CNNs for Text Classification

How can convolutional filters, which are designed to find spatial patterns, work for pattern-finding in sequences of words? This post will discuss how convolutional neural networks can be used to find general patterns in text and perform text classification. The end of this post specifically addresses training a CNN to classify the sentiment (positive or negative) of movie reviews.

Convolution then maxpooling over some sequential word embeddings.

Encoding Words

First, how do we represent text and prepare it as input into a neural network? Let’s focus on the case of classifying movie reviews, though the same techniques can be applied to articles, tweets, search queries, and so on. In the case of movie reviews, we have hundreds of text reviews. Each of which is a few, opinionated sentences long; the length varies.

Neural networks can only learn to find patterns in numerical data and so, before we feed a review into a neural network as input, we have to convert each word into a numerical value. This process is often called word encoding or tokenization. A typical encoding process is as follows:

For all of the text data—in this case, the movie reviews—we record each of the unique words that appear in that dataset and record these as the vocabulary of our model.
We encode each vocabulary word as a unique integer, called a token. Often, these tokens are assigned based on the frequency of occurrence of a word in the dataset. So, the word that appears most frequently throughout the dataset, will have the associated token: 0. For example, if the most common word was “the,” it would have the associated token value of 0. Then the next most common word will be tokenized as 1, and that process continues.
In code, this word-token association is represented in a dictionary that maps each unique word to their token, integer value:

{'the': 0, 'of': 1, 'so': 2, 'then': 3, 'you': 4, … }

There are often so many words in a given dataset that these tokens will range from the value 0 to 100,000 or so.
Finally, after assigning these tokens to individual words, we can then tokenize the entire corpus.

For any document in a dataset, like a single movie review, we treat it as a list of words in a sequence. Then we use the token dictionary to convert this list of words into a list of integer values.

A dictionary that maps unique words to integer tokens.

It’s important to note that these token values do not have much conventional meaning. That is, we typically think of the value 1 being close to 2 and farther from 1000. We think of the value 10 as an average of 2 and 18, as another example. However, the word tokenized as 1 is not necessary any more similar to the word tokenized as 2 than it is with a word tokenized as 1000. Typical notions of numeric distance do not tell us anything about the relationships between individual words.

So, we have to take another encoding step; ideally, one that either gets rid of the numerical order of these tokens or one that represents the relationships between words.

One-Hot Vectors

A common encoding step is to one-hot encode each token; representing each word as a vector that has as many values in it as there are words in the vocabulary. That is, each column in a vector represents one possible word in a vocabulary. The vector is filled with 0’s except for the index at that word’s token value, say index 0 for “the”.

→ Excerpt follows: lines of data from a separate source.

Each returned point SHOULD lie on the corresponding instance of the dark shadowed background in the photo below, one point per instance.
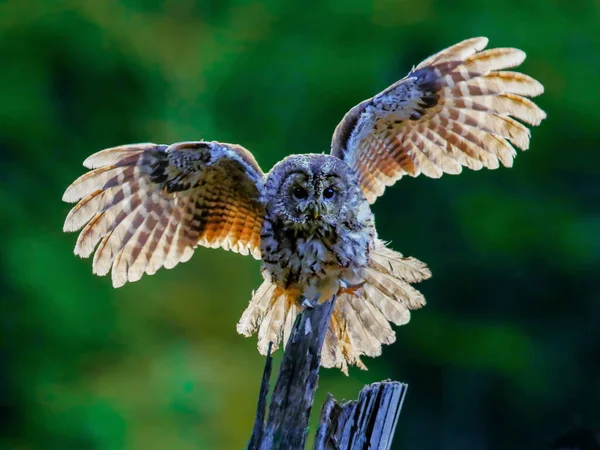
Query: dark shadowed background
(506, 355)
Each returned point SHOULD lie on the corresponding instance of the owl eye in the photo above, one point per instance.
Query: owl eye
(328, 193)
(300, 193)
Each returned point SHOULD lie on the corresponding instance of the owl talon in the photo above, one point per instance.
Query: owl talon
(307, 303)
(310, 303)
(347, 288)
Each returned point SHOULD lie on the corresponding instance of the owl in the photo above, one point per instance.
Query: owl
(309, 220)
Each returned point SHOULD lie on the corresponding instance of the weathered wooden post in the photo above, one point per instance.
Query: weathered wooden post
(368, 422)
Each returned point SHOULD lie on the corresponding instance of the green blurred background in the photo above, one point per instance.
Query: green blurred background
(506, 354)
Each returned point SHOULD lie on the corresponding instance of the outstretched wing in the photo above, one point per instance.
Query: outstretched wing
(452, 110)
(150, 205)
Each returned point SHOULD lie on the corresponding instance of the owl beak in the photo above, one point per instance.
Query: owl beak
(314, 210)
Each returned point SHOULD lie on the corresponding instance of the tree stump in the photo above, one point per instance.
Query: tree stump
(368, 422)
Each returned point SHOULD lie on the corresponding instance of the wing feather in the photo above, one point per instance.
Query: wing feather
(147, 206)
(456, 108)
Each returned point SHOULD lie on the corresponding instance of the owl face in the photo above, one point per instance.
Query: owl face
(306, 191)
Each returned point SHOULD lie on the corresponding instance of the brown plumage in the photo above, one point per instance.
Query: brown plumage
(452, 110)
(147, 206)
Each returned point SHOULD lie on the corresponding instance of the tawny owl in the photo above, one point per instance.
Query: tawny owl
(145, 206)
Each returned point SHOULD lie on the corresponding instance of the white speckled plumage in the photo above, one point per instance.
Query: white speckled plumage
(146, 206)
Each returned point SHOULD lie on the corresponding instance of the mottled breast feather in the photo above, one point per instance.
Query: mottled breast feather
(453, 110)
(147, 206)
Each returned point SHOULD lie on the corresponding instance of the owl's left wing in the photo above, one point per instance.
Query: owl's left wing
(450, 111)
(146, 206)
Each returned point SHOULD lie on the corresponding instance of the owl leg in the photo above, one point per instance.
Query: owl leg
(347, 288)
(310, 303)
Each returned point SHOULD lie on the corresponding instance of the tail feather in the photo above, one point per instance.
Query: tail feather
(360, 323)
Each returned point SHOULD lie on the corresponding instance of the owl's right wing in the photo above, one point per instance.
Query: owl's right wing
(150, 205)
(450, 111)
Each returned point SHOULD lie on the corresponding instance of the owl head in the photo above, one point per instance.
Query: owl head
(307, 191)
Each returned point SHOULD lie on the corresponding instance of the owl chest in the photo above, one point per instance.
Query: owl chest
(308, 261)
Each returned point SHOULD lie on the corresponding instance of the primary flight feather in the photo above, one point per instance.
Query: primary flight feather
(147, 206)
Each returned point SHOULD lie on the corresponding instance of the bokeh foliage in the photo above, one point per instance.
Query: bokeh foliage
(505, 355)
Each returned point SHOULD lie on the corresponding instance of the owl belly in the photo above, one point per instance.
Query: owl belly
(314, 264)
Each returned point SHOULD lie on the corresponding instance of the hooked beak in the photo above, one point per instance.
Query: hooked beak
(314, 210)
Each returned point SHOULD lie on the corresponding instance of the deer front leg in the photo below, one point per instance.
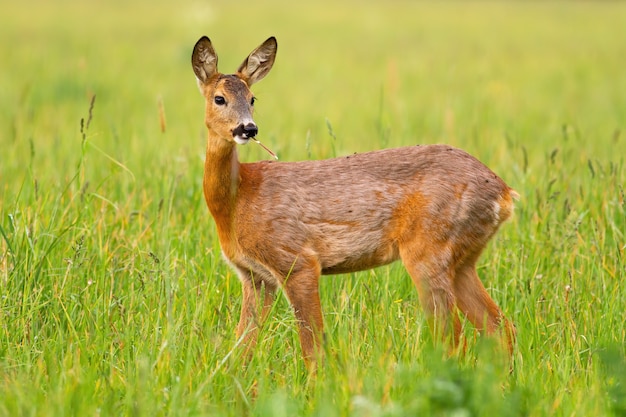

Examples of one-hot vectors, the has a 1 at index=0.

For large vocabularies, these vectors can get very long, and they contain all 0’s except for one value. This is considered a very sparse representation.

Word Embeddings (Word2Vec)

We often want a more dense representation. One such representation is a learned word vector, known as an embedding. Word embeddings are vectors of a specified length, typically on the order of 100, and each vector of 100 or so values, represents one word. The values in each column represent the features of a word, rather than any specific word.

Examples of shorter, word embeddings.

These embeddings are formed in an unsupervised manner by training a single-layer neural network—a Word2Vec model—on an input word and a few surrounding words in a sentence.

Examples of shorter, word embeddings.

Words that show up in similar contexts (and have similar surrounding words), such as “coffee”, “tea”, and “water” will tend to have similar vectors; vectors that point in roughly the same direction. As such, similar words can be found by calculating the cosine similarity between word vectors and you can even add and subtract word vectors to do some interesting word math. If you’d like to learn more about Word2Vec, there are some wonderful resources out there, including this explanatory code example.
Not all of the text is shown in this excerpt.